Foto : Shando Safela |
Suasana Imlek masih terasa di rumah Linda
Ango. Terlihat anak cucunya berkumpul di rumah yang cukup besar itu. Beragam
makanan tersaji di meja untuk menjamu para tamu yang bertandang ke rumahnya.
Ketika For Her berkunjung ke rumahnya, disambut hangat oleh Ango yang hari itu
tampak cantik dengan gaun bewarna merahnya. Warna merah memang identik dengan
perayaan tahun baru Imlek. “Tahun baru ini memang menjadi ajang kumpul
keluarga. Sebab di hari-hari biasanya kami sibuk urusan masing-masing. Momen seperti
inilah kami manfaatkan untuk berkumpul,” terang dia.

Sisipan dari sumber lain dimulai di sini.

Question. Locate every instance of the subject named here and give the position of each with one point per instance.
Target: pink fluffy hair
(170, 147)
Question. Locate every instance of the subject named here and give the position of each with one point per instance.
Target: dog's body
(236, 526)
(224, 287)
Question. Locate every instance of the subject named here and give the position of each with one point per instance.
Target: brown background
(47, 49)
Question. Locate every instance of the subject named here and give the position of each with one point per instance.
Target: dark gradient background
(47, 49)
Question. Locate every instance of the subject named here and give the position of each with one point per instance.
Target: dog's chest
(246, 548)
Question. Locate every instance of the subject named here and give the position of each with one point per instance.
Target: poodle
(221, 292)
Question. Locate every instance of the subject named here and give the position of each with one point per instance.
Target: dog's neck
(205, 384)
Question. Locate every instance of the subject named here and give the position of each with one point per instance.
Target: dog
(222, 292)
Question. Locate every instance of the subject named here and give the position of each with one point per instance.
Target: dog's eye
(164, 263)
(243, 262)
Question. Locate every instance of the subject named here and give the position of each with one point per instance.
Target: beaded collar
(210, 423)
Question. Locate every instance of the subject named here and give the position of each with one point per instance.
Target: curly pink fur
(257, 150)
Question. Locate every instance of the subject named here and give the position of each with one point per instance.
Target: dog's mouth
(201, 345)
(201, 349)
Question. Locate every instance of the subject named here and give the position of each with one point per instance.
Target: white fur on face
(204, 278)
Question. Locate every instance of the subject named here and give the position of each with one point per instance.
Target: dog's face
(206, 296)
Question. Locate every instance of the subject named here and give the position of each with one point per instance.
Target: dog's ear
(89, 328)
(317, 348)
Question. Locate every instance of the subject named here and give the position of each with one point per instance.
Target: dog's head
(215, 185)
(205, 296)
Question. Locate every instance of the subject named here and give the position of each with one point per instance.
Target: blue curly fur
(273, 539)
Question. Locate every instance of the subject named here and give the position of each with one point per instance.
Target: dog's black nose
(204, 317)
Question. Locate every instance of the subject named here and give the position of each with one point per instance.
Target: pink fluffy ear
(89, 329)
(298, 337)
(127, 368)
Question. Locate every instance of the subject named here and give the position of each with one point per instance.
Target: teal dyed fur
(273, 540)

Linda Ango merupakan wanita kelahiran Sanggau, 56 tahun yang lalu. Ango adalah sosok perempuan pekerja keras. Kiprahnya dalam bidang sosial membuat dirinya dikenal banyak masyarakat. Dia juga pernah menyalonkan diri sebagai anggota legislatif tahun 2014. Namun kesempatan duduk di kursi rakyat itu belum memihak kepadanya.
Sejak
usia 15 tahun, Ango sudah akrab dengan kesibukan. Ia kerap membantu sang ayah
yang bekerja sebagai kontraktor dan membantu ibunya dalam usaha kelontong. “Jadi
saat itu saya sudah terbiasa menjalankan usaha serta menjadi kontraktor. Ketika
sudah mulai dewasa, saya meneruskan kerjaan papa dan mengembangkan usaha ibu.
Saya bergerak di bidang pengadaan, kontraktor, dagang, bahkan hal itu terus
berlanjut hingga sekarang,” ujar dia.
Di
usianya saat ini, Ango ingin lebih banyak berbuat untuk masyarakat. “Saya
merasa saat ini anak sudah bisa meneruskan usaha. Saya percayakan kepada
mereka. Ketika mereka ada kesulitan, mereka harus bisa berpikir bagaimana
menyelesaikannya, tentu saja mendiskusikannya kepada saya. Saya kasih kebebasan,
sebab jalan sudah saya buka,” jelasnya sembari mengatakan, di usianya sekarang,
Ango ingin mengajak perempuan untuk turun lapangan demi kesejahteraan
masyarakat Kalbar.
Ango,
merupakan pimpinan dari Persatuan Organisasi Tionghoa (Perwati). Organisasi
tersebut didirikan pada tahun 2013, tepatnya tanggal 21 Desember. Alasannya
mendirikan Perwati berangkat dari kepeduliannya terhadap masyarakat yang
membutuhkan. “Saya melihat ada banyak masyarakat yang sangat membutuhkan
bantuan. Selama ini orang memberikan bantuan lebih banyak ke panti-panti.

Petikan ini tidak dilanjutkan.